Workers clean Zuccotti Park after almost two months of encampment by Occupy Wall Street protesters, in New York, November 15, 2011. (Photo: Robert Stolarik / The New York Times)
Dewey Square, the patch of earth in the shadow of the Federal Reserve Building and One Financial Center that Occupy Boston protesters called home from September to December, is empty now. The same can be said for the original Occupy space at UC Davis, where a dozen kneeling and defenseless protesters were hosed down with pepper spray, and for Oakland, where the police rioted and very nearly killed a two-tour Marine Corps veteran of Iraq. Occupy encampments sprang up in hundreds of cities in all fifty states of the union over these last four months. Many, if not most, are gone now, done in by police invasion or uncooperative weather, or both.

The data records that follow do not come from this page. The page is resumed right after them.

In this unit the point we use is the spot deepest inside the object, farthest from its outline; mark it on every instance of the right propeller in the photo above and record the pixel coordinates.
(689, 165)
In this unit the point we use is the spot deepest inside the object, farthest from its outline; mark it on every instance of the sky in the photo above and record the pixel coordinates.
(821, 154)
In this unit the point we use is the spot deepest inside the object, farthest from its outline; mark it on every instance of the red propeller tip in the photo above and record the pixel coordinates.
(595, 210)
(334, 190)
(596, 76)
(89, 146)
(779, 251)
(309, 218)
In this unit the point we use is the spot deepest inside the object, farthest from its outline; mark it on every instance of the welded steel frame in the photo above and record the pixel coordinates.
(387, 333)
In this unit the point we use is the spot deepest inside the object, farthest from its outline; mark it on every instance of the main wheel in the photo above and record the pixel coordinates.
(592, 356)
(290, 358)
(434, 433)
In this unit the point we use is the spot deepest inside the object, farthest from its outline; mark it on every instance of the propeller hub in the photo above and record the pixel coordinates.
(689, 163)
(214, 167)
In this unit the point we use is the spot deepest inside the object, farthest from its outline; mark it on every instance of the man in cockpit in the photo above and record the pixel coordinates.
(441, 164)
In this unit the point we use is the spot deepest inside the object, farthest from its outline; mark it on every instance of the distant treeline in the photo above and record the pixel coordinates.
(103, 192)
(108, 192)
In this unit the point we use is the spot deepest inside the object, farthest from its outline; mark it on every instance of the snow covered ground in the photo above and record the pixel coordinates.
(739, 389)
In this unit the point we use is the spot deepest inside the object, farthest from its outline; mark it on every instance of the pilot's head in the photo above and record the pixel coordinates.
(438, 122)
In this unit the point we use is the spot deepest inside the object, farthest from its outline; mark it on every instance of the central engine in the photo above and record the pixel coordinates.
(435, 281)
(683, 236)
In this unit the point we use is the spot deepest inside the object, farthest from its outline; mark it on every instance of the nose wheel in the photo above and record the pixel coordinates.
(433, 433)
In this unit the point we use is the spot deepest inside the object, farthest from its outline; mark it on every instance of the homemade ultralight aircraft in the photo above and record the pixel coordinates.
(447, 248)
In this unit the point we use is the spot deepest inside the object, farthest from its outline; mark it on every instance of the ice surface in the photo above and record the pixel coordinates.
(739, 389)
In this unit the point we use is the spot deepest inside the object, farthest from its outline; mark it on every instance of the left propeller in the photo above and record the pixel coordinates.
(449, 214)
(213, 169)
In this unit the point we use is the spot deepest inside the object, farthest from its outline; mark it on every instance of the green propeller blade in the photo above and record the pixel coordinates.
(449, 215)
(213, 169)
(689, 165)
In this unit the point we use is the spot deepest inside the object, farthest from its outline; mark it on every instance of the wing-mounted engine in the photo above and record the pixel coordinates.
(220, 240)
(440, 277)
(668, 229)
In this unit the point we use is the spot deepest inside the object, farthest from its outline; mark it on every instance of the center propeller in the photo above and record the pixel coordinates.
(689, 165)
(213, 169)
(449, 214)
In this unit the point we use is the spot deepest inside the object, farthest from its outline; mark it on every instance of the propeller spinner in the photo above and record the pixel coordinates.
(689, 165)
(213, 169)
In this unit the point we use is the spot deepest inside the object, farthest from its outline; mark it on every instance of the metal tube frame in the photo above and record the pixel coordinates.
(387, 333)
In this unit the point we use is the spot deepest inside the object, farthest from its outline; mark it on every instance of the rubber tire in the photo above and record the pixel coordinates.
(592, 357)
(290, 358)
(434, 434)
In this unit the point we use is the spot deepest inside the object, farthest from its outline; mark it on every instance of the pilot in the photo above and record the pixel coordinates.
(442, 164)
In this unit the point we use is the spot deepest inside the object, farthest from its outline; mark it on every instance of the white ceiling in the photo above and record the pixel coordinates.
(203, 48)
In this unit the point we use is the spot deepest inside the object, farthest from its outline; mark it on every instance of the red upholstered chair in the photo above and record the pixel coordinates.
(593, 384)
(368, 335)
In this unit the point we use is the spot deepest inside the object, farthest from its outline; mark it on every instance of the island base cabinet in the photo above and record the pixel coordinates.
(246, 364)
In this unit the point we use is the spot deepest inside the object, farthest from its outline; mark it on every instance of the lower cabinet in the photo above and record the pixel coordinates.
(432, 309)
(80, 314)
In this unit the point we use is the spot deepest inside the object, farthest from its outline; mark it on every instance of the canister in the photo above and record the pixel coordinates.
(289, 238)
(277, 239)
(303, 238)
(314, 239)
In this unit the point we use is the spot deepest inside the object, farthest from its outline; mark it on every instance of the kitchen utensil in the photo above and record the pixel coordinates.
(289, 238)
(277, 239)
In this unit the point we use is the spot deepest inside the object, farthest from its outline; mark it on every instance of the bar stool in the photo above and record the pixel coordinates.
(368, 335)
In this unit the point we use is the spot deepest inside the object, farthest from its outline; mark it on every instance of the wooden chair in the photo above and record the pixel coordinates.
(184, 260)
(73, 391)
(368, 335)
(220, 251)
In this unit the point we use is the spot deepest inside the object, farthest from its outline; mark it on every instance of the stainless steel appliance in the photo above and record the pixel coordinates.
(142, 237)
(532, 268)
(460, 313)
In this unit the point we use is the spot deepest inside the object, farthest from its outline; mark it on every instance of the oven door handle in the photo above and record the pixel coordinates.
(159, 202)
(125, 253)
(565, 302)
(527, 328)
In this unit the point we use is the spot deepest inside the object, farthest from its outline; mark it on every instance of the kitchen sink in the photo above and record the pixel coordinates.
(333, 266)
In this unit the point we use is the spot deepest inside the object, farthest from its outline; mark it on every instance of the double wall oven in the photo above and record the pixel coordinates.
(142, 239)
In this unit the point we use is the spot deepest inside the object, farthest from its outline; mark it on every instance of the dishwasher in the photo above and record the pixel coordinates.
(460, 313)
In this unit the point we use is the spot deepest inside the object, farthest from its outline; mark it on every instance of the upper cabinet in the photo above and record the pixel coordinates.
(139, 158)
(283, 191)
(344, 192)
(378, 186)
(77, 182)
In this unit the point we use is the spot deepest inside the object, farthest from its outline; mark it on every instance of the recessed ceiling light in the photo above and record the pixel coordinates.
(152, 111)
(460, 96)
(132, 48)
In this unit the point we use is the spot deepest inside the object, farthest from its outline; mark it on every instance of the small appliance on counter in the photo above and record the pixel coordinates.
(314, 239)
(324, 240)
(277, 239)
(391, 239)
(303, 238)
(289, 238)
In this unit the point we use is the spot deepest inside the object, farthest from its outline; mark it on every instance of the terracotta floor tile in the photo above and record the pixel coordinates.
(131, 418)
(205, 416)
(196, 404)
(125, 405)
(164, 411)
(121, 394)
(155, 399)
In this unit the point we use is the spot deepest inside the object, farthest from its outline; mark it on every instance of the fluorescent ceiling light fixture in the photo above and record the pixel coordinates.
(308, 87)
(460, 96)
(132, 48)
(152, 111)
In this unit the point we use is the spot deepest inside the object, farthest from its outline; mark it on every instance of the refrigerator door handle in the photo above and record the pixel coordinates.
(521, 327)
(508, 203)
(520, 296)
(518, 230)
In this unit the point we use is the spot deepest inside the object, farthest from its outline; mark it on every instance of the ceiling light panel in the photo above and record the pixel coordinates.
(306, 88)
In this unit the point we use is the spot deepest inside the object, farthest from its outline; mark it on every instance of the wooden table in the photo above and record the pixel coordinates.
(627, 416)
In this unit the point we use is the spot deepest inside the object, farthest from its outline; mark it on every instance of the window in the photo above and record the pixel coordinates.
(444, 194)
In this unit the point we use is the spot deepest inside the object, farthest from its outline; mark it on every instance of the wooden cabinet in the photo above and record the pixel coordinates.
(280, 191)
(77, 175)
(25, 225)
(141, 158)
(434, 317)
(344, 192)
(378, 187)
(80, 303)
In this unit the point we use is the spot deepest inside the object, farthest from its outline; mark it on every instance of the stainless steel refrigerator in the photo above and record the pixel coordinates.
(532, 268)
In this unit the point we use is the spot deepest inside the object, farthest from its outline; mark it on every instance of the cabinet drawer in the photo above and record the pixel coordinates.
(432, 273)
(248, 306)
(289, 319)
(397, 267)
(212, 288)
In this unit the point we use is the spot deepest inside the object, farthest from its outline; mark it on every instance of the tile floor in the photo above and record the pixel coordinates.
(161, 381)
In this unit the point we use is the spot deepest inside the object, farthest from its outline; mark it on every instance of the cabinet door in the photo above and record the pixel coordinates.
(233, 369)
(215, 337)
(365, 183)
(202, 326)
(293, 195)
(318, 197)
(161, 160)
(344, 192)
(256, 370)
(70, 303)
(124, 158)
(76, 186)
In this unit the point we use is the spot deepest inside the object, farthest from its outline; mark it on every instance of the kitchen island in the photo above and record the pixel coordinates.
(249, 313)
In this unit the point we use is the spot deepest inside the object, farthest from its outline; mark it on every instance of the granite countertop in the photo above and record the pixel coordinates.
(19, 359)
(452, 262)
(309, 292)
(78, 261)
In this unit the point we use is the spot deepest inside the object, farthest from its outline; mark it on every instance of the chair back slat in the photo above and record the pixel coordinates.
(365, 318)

You may have noticed the sudden lack of attention paid to the Occupy movement, now that the gendarmes of the status quo have wielded their truncheons and rolled up the encampments like so many windowshades. Nightly reports by the "mainstream" news media about Occupy actions all across the country have dwindled to almost nil, and for those so disposed, this is a good thing. The roused rabble have been crushed and scattered, and all this talk of inequality and justice can finally be replaced with what has for so long now been the real American anthem: everything is fine, nothing to see here, your betters are in control, go back to work. The uprising has been quelled, it would seem, and it is time to consign the Occupy movement to the dustbin of history.
Nothing, but nothing, but nothing, could be further from the truth.
This is not over. Not by a long, long chalk.
It is not over because the American conversation has been irrevocably altered in ways both subtle and sublime. For those predisposed to rocking the boat, the Occupy movement has provided an opportunity to give voice to the overarching sense that matters in America have gone horribly wrong: uncounted thousands dead in a war of choice that provided a wonderful opportunity for the transfer of hundreds of billions of taxpayer dollars into the bloated coffers of "defense" contractors with friends in high places; billions more stolen in broad daylight by Wall Street gangsters; billions more given back by way of "bailouts" - read: socialism - to these same gangsters thanks to the aforementioned high-placed friends; no jobs, and no jobs, and no jobs, because it is more important to score political points than it is to ease the suffering of millions.
For those not immediately predisposed to boat-rocking - the fathers who lay awake at night worrying about mortgage payments, the mothers with sick children who live in terror of the mailman bringing more medical bills, the retail workers making a shamefully substandard minimum wage who are holding on by their fingernails - such highblown talk has always been drowned out by the necessities and requirements of the immediate present. Who has time to camp out in Zuccotti Park when there are bills to pay, mouths to feed and time-cards to punch?
And yet...and yet...
And yet those same hard-working over-burdened Americans who have been thus far unable to take up the Occupy banner - who, in many instances, dismiss the whole thing with a contemptuous "Get a job, hippie" - are the same Americans who have had a bug put in their ear, and the buzzing of that bug will not go away. Four months of national dialogue about fair taxation, burden-sharing and the overwhelming power of the corporate state have done their work, and done it well. The conversation in America about wealth and power has been redirected: instead of blindly worshipping the power and prestige of these Sheriffs of Nottingham, who drink the sweat and blood of the toilers for their sustenance and entertainment, a great many people have been made to remember Robin Hood, and what the genuine definition of fairness, equality and patriotism really is.
The story of America on the eve of this new year can be summed up by the old tale of the two donkeys who meet on the road. The first donkey is fresh as a daisy, unencumbered, brushed and bright-eyed. The second donkey is tired and broken, sad-eyed and swaybacked from the monstrous burden he carries. The first donkey looks at the second donkey and says, "Boy, that's quite a load you're carrying." The second donkey looks at the first donkey in exhausted confusion and replies, "What load?"
Get it? The second donkey had been carrying his burden for so long that he no longer even realizes it is there, though his back breaks from the strain. For generations now, that has been the sorry lot of the 99%, but it will not be so in 2012; after carrying the load for so long that they didn't even see it anymore - a fact that suits the 1% right down to the ground, mind you - a vast majority of Americans have finally looked up from their fruitless toiling, seen the unfair and over-burdensome load they carry, and recognized the fundamental injustice that has left them as beaten and swaybacked as that donkey on the road.
Occupy is not over. We come now to another winter of our discontent, and though the tents and signs and shouts of the movement have been momentarily subdued, they will return. Spring is coming, the rocks are already rolling down the mountainside, and while there is still time for the pebbles to catch up, gravity is an absolute. Sooner or later, those rocks will reach the reckoning that has been so long in coming, and when that happens, nothing in this country will be the same again.
With Spring comes the rain, and the rain is coming to this dry and thirsty land.
The rain is coming.
By God and sonny Jesus, the rain is coming.